Importantly, for the purposes of this interim hearing, on 22 July 2020 the Court made interim Orders by consent varying its previous Orders of 16 October 2019 and made various restraining Orders (see below), in view of:
a)the Mother’s allegations, inter alia, that she was being harassed and intimidated by the Father at changeovers at the Suburb D Police Station (see, in particular, paragraphs 51-55 of the Mother’s Affidavit filed 28 April 2020), and
b)the parties’ contended practical difficulties in punctually attending pick up and drop off times on the fortnightly Friday evenings and Sunday afternoons at the Suburb D Police Station.
Accordingly the Court, by consent, made the following further interim parenting Orders:
2. That Order 2 of the Court’s interim orders dated 16 October 2019 is varied so that it reads as follows: “That the Children are to spend time with the Father as agreed, or failing agreement as follows:
a. Each alternate Weekend from 7:15pm Friday until the immediately following Sunday at 6:45pm;
b. Such time as outlined in the above order shall be suspended during school holidays and shall recommence on the first weekend after each school holidays.
3. Pending further order, the Father shall be restrained from using any device to video and/or make any audio recording of the Mother and/or any of the children at changeovers.
4. Pending further order, the parties shall be restrained from verbally abusing, denigrating, arguing, or intimidating the other parent, whether in the presence of either of the children or otherwise, at changeovers.
5. Pending further order, the parties shall be restrained from discussing any of the content of these proceedings with either of the children, including discussing the content of any application or any Affidavit or the contents of the family report.
6. Pending further order, each party shall be civil and courteous with the other party at changeovers, whether in the presence of either of the children or otherwise.
The Court refers to its interim parenting judgment of 16 October 2019.
In view of the Mother’s proposed variations to the Court’s interim Orders of 16 October 2019, the threshold question to be posed by the Court is: has there been a significant change in circumstances, as discussed in the decision of Rice & Asplund (1979) FLC 90 – 725, since the Court’s Orders of 16 October 2019, such that the Court, acting in the best interests of the children, should permit the Mother to seek a variation of the Court’s Orders of 16 October 2019 that she seeks.
In Rice & Asplund (1979) FLC 90 – 725, Evatt CJ stated, at paragraph 7-8:
The principles which, in my view, should apply in such cases are that the court should have regard to any earlier order and to the reasons for and the material on which that order was based. It should not lightly entertain an application to reverse an earlier custody order. To do so would be to invite endless litigation for change is an ever present factor in human affairs. Therefore, the court would need to be satisfied by the applicant that, to quote Barber J., there is some changed circumstance which will justify such a serious step, some new factor arising or, at any rate, some factor which was not disclosed at the previous hearing which would have been material (passage quoted in Hayman and Hayman (supra), at p. 75,680). These are not necessarily matters for a preliminary submission, but they are matters that the judge should consider in his reasons for decision. It is a question of finding that there are circumstances which require the court to consider afresh how the welfare of the child should best be served. These principles apply whether the original order is made by consent or after a contested hearing. The way they apply and the factors which will justify the court in reviewing a custody order will vary from case to case.

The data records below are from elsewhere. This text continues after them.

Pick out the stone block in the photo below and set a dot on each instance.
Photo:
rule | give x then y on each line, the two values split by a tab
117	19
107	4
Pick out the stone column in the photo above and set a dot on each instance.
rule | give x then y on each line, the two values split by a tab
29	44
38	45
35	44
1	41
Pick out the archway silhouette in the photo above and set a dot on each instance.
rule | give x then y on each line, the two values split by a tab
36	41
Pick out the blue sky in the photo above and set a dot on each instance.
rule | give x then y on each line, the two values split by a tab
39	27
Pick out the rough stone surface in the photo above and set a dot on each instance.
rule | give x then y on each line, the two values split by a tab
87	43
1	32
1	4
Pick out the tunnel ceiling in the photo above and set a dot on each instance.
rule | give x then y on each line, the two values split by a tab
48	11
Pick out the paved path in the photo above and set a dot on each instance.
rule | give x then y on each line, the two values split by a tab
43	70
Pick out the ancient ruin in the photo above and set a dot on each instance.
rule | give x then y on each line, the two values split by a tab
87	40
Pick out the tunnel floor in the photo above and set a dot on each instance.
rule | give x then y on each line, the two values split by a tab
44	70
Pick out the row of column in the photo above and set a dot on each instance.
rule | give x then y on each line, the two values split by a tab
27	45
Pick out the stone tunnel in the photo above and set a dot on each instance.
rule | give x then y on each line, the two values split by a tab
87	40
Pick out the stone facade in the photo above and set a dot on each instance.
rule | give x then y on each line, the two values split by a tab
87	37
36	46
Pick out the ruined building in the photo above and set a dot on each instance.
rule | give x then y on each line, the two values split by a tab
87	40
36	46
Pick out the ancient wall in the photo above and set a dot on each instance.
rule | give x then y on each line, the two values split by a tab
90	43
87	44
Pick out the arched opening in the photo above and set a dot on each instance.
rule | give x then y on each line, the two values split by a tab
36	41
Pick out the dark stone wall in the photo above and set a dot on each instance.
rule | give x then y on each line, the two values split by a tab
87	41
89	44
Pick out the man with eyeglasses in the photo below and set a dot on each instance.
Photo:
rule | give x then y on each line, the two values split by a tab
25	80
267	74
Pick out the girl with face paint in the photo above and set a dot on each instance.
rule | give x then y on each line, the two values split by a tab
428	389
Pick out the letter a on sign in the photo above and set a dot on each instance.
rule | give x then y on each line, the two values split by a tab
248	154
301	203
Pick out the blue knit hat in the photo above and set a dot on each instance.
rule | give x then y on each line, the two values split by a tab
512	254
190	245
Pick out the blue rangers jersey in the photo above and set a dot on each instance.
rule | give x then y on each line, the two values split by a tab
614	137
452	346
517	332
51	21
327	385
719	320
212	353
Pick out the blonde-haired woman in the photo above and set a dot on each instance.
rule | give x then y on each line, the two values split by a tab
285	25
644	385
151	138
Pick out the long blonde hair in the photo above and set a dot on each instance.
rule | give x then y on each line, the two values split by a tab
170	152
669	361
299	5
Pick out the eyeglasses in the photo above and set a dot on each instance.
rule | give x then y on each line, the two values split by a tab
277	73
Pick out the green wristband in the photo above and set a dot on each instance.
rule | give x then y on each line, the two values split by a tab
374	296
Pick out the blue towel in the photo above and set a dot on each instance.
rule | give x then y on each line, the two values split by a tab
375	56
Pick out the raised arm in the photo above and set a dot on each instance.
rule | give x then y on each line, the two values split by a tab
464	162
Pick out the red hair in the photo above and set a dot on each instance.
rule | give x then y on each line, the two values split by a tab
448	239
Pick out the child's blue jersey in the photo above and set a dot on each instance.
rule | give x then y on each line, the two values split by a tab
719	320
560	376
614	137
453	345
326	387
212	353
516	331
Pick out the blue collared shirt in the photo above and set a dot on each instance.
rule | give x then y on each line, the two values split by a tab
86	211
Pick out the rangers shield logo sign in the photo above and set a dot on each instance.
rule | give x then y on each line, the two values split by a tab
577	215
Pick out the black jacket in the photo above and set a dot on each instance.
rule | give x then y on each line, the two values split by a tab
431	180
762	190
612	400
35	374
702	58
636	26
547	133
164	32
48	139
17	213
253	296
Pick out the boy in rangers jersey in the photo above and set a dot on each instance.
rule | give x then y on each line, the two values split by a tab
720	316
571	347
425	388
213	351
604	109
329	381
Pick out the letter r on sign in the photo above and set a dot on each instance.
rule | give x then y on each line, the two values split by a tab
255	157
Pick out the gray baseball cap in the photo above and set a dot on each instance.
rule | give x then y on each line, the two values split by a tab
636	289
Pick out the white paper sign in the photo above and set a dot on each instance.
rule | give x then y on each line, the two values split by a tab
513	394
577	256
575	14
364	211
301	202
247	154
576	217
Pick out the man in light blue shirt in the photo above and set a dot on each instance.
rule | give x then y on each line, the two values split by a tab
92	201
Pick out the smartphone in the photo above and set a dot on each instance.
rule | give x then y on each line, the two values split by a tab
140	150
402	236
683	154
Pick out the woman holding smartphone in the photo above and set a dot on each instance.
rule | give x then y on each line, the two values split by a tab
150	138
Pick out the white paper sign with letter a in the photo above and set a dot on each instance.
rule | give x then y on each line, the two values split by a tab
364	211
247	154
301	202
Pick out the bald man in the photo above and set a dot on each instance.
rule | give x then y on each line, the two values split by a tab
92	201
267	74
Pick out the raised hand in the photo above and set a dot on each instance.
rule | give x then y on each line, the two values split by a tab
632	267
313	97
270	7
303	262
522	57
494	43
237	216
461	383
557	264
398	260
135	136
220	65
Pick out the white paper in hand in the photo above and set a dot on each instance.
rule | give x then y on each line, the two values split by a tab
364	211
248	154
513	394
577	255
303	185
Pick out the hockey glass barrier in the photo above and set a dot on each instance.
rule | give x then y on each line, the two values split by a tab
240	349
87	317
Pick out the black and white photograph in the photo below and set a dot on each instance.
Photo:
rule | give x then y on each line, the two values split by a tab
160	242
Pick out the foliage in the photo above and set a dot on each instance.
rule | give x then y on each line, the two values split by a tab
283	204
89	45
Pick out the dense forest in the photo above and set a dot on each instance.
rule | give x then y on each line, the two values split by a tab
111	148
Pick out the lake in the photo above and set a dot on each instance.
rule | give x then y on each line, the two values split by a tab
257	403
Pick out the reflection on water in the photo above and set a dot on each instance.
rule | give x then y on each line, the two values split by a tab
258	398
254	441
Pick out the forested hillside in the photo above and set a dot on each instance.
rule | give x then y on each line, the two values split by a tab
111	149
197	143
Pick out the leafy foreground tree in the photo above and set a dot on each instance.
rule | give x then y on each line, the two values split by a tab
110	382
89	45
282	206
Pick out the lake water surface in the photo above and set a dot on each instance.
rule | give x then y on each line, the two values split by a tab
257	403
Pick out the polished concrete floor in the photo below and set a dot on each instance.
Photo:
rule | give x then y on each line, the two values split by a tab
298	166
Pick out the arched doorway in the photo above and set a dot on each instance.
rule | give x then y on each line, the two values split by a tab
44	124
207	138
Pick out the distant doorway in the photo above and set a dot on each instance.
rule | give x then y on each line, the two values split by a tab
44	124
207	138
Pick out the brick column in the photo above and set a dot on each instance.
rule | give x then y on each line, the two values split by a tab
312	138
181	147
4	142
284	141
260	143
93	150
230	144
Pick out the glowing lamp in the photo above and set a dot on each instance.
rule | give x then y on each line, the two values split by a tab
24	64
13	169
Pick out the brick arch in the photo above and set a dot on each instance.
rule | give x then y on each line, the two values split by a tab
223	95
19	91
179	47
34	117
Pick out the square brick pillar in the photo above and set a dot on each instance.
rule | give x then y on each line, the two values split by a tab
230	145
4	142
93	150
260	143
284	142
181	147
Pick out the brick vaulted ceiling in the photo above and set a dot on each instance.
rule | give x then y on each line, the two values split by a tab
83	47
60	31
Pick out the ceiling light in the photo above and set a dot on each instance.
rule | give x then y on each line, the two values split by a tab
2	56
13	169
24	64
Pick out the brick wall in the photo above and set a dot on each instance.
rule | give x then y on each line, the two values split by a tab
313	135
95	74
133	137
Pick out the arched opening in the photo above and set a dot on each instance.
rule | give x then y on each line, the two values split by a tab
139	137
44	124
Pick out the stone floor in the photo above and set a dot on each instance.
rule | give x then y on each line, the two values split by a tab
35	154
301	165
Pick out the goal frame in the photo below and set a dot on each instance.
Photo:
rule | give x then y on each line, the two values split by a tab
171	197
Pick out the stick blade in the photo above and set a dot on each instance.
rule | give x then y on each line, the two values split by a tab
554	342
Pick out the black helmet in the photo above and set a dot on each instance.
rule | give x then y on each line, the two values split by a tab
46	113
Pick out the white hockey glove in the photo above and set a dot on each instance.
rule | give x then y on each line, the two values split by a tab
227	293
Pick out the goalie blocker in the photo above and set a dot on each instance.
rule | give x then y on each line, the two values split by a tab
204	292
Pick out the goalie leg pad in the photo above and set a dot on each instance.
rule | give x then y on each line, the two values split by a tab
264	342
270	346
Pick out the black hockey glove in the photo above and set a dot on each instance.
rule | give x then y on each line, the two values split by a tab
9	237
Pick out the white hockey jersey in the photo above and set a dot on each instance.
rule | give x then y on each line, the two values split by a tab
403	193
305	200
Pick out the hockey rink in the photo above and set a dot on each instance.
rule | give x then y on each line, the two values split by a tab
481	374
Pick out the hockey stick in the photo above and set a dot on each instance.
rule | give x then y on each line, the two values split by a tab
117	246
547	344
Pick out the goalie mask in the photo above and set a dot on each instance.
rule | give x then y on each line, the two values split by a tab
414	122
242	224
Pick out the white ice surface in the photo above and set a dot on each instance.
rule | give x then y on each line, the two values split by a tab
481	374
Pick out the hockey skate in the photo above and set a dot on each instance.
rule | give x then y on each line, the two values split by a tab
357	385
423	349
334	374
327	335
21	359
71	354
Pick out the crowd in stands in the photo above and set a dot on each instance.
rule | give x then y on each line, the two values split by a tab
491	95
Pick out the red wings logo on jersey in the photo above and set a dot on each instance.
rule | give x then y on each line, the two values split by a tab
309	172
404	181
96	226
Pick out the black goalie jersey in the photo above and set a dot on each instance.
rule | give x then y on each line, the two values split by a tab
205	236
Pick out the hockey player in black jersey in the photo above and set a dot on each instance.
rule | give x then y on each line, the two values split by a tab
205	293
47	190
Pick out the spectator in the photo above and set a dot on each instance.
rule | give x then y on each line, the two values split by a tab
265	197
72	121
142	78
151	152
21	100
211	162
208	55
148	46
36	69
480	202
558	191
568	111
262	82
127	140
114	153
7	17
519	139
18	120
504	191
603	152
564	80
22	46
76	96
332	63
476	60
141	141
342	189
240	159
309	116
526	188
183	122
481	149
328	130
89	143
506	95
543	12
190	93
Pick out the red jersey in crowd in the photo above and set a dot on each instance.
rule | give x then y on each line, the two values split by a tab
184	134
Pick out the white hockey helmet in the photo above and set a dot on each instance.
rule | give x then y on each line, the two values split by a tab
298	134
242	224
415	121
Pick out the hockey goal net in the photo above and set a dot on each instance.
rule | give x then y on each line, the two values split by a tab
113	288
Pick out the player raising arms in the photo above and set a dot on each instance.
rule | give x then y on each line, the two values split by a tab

Once the court is satisfied that there is a new factor or a change in circumstances, then the issue of custody is to be determined in the ordinary way. The court must apply the principles of sec. 64 and weigh up the factors for and against the proposals of each party, having regard to the welfare of the child as the paramount consideration. One of these factors is the length of time the child has been in a particular situation. Another is any earlier decision of the court, and the reasons for that decision. The possible advantages or disadvantages of a change in custody need consideration along with all the other usual factors. While the court should give weight to any earlier decision and, in particular, to any findings of fact, the judge is not bound by the earlier court's assessment of the parties or views as to the best interests of the child. These are matters which cannot be determined by any fixed or absolute standard.
The Court is of the view that there probably has been a significant change in circumstances since the Court’s Orders of 16 October 2019 in that the Mother has made allegations of significant conflict between the parties at changeovers at or near Suburb D Police Station (at least post 16 October 2019 and up to at least 22 July 2020), and further, the Mother’s employment position changed post 16 October 2019. Accordingly, the Mother should be permitted to seek a variation of the Court’s Orders of 16 October 2019.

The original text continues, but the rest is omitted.